それは、通勤通学の混雑時に横須賀線が単独で走る区間、または総武線の区間で乗降する場合です。要するに、E217系でしか到達できない駅を利用す場合にのみ、その効用が発揮されます。例えば、保土ヶ谷駅から戸塚駅、北鎌倉駅以南を使う場合は横須賀線でしか行けないので、混雑していても一度座ってしまえばあとは到着を待つのみです。
逆を言えば、横須賀線区間内でも東海道線と並走する区間を利用するのであれば効用はほぼ得られないか、損をすることになります。
ここで浮き彫りになるのが、先ほども登場した「乗り心地」問題です。
同じ普通列車グリーン車を連結した列車にはもう一種類、E233系という車両が存在し静粛性やエアサスペンションなど車内の快適性はE217系よりはるかに良いものになっています。
同じ千円で古いE217系を選ぶか、新しいE233系を選ぶか。
どちらに乗っても到達できる駅へ行くのであれば、新しいE233系のグリーン車で快適に移動するほうが良いでしょう。グリーンアテンダントによる車内サービスのレベルも全く変わりません。
また、総武線で成田空港へ向かうが荷物が多いという場合にもこのグリーン車は機能します。車両の両端部分が1階建てで、比較的しっかりとした荷物棚と座席裏のスペースに置くことが出来るからです。同じ機構がE233系にも備わっていますが、成田空港へ乗り入れてはいないので実質E217系のグリーン車のみがもつ利便性と言えるでしょう。
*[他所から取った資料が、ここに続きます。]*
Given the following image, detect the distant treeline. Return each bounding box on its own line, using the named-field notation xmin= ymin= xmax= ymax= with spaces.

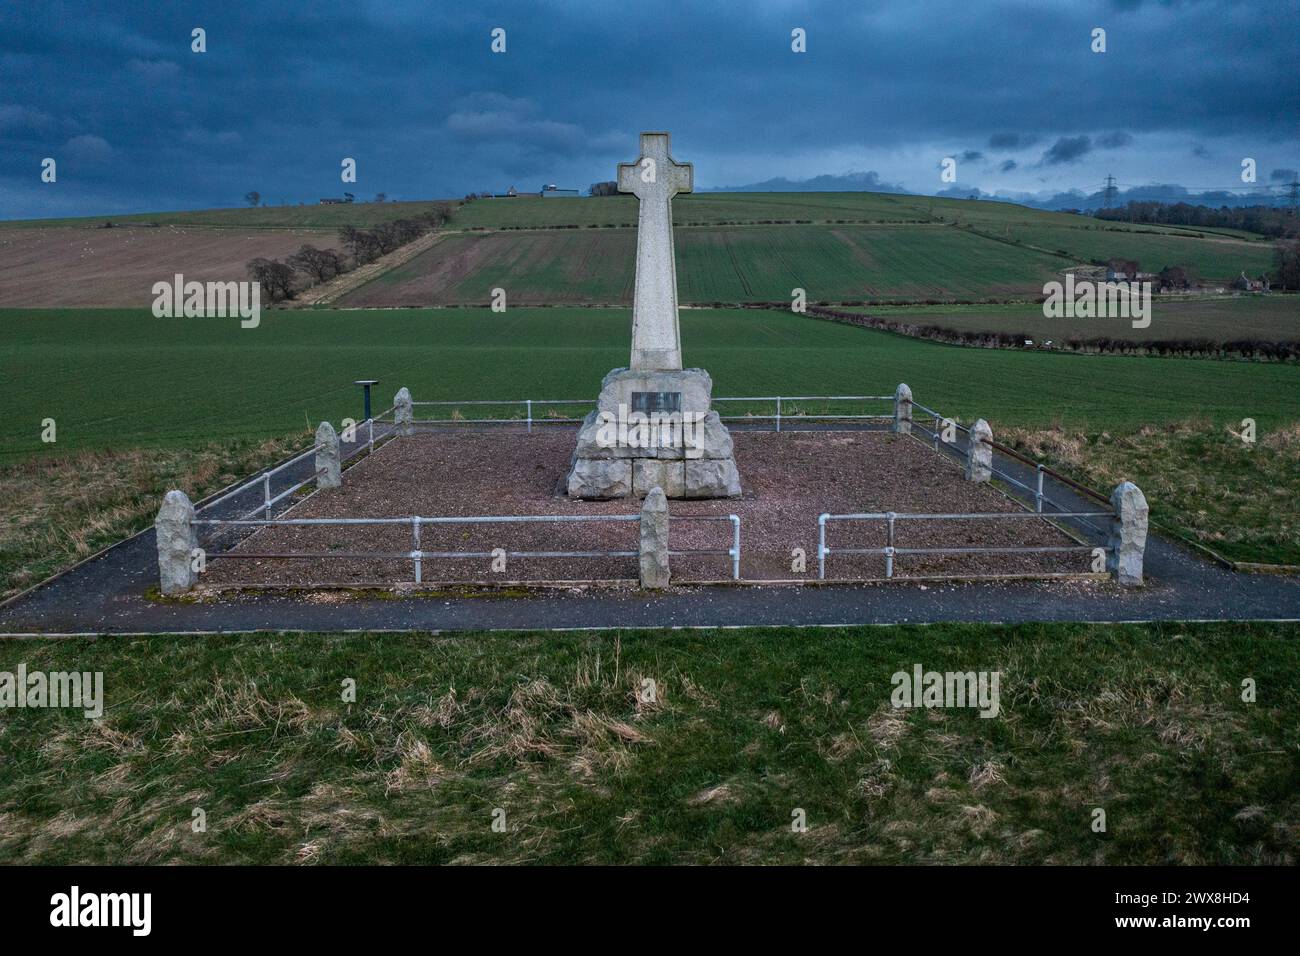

ここまでE217系のグリーン車の利用価値について挙げてきましたが、総じて言うなればこの設備は「贅沢品」としての価値は高くはないが、利用する場面によっては便利な商品ですね。退役の迫るE217系ですが、目的によってE233系と使い分ければまだまだそのパフォーマンスを発揮するだけの能力を持った素晴らしい車両です。